You seem to be alluding to C getting replaced by Rust as that’s the only other language with so much as a device driver to its name in the Linux kernel. Linus is on the record recently saying that it will be decades before Rust has a serious share of the core: not being an active kernel code tribute I’m inclined to trust his forecast more than anyone else’s.
But Rust started at a complexity level comparable to where the C/C++ ecosystem ended up after 40 years of maintaining substantial backwards compatibility, and shows no signs of getting simpler. The few bright spots (like syntax for the Either monad) seem to be getting less rather than more popular, the bad habits it learned from C++ (forcing too much into the trait system and the macro mechanism) seem to have all the same appeal that template madness does to C++ hackers who don’t know e.g. Haskell well. And in spite of the fact that like 80% of my user land is written in Rust, I’m unaware of even a single project that folks can’t live without that’s married to Rust.
Rust is very cool, does some things very well, and it wouldn’t be hard to do a version of it without net-negative levels of opinionated on memory management, but speaking for myself I’m still watching Nim and V and Zig and Jai and a bunch of other things, because Rust takes after its C++ heritage more than its Haskell heritage, and it’s not entrenched enough in real industry to justify its swagger in places like HN.
The game is still on for what comes after C: Rust is in the lead, but it’s not the successor C deserves.
it's well past the considering stage. J2K is used more than people think even if we're not using to spread cat memes across the interwebs. J2K is used in DCPs sent to movie theaters for digital projections. J2K is used as lossless masters for films. the Library of Congress uses it as well. this isn't even attempting to make an exhaustive list of use, but it's not something being looked into. it's being used every day
But that's like saying it's difficult to drive your Formula 1 car to work every day. It's not meant for that, so it's not the car's fault. It's a niche thing built to satisfy the requirements of a niche need. I would suggest this is "you're holding it wrong" type of situations that isn't laughable.
I think it is an interesting discussion, learning experience (no pun intended). I think this is more of a stop on a research project than a proposal; I could be wrong.
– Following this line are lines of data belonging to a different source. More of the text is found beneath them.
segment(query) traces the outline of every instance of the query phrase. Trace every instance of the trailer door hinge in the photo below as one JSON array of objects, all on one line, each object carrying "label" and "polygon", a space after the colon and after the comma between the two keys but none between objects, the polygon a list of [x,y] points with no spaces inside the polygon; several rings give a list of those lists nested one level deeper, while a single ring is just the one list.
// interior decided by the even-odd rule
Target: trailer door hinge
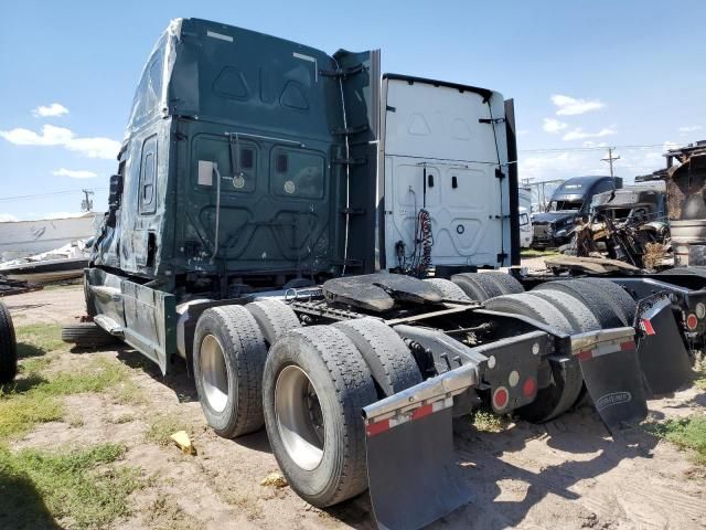
[{"label": "trailer door hinge", "polygon": [[365,157],[360,157],[360,158],[334,158],[333,160],[331,160],[332,163],[340,163],[342,166],[362,166],[364,163],[367,163],[367,158]]},{"label": "trailer door hinge", "polygon": [[367,124],[363,124],[363,125],[356,125],[349,128],[341,127],[341,128],[332,129],[331,134],[336,136],[351,136],[351,135],[357,135],[360,132],[365,132],[367,130],[370,130],[370,127],[367,126]]},{"label": "trailer door hinge", "polygon": [[364,208],[341,208],[339,213],[343,215],[363,215],[365,213]]},{"label": "trailer door hinge", "polygon": [[324,77],[341,77],[342,80],[345,80],[351,75],[355,75],[360,72],[363,72],[363,70],[365,70],[365,66],[363,66],[363,63],[361,63],[361,64],[356,64],[355,66],[350,66],[347,68],[320,70],[319,75],[322,75]]}]

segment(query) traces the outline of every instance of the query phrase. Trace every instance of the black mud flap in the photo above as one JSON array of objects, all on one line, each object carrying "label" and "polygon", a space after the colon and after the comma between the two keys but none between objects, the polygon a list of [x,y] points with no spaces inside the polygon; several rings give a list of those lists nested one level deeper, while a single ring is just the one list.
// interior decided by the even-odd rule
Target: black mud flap
[{"label": "black mud flap", "polygon": [[408,421],[368,424],[367,475],[382,529],[422,528],[471,499],[453,453],[452,399],[415,411]]},{"label": "black mud flap", "polygon": [[648,416],[634,330],[618,328],[592,333],[592,344],[582,346],[575,354],[598,414],[616,434],[634,427]]},{"label": "black mud flap", "polygon": [[661,298],[639,317],[642,336],[638,354],[649,392],[665,394],[678,390],[692,378],[692,363],[682,340],[672,304]]}]

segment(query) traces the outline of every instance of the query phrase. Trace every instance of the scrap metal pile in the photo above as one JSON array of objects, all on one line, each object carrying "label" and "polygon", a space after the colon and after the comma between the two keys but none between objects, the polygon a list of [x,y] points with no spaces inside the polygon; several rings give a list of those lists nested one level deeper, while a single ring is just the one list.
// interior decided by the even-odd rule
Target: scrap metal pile
[{"label": "scrap metal pile", "polygon": [[577,226],[567,253],[608,257],[650,271],[671,266],[664,191],[642,184],[595,195],[591,215]]}]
How much vram is needed? And computing power? To open a webpage you soon need 24gb and 2 seconds of 1000 watts energy to uncompress images. Bandwidth is reduced from 2mb to only 20kb.
Valid point. Conventional codecs draw things on screen that are not in the original, too, but we are used to low quality images and videos, and learned to ignore the block edges and smudges unconsciously. NN models “recover” much complex and plausible-looking features. It is possible that some future general purpose image compressor would do the same thing to small numbers lossy JBIG2 did.
How do we know whether it's an image with 16 fingers or it just looks like 16 fingers to us?
I looked at the bear example above and I could see how either the AI thought that there was an animal face embedded in the fur or we just see the face in the fur. We see all kinds of faces on toast even though neither the bread slicers nor the toasters intend to create them.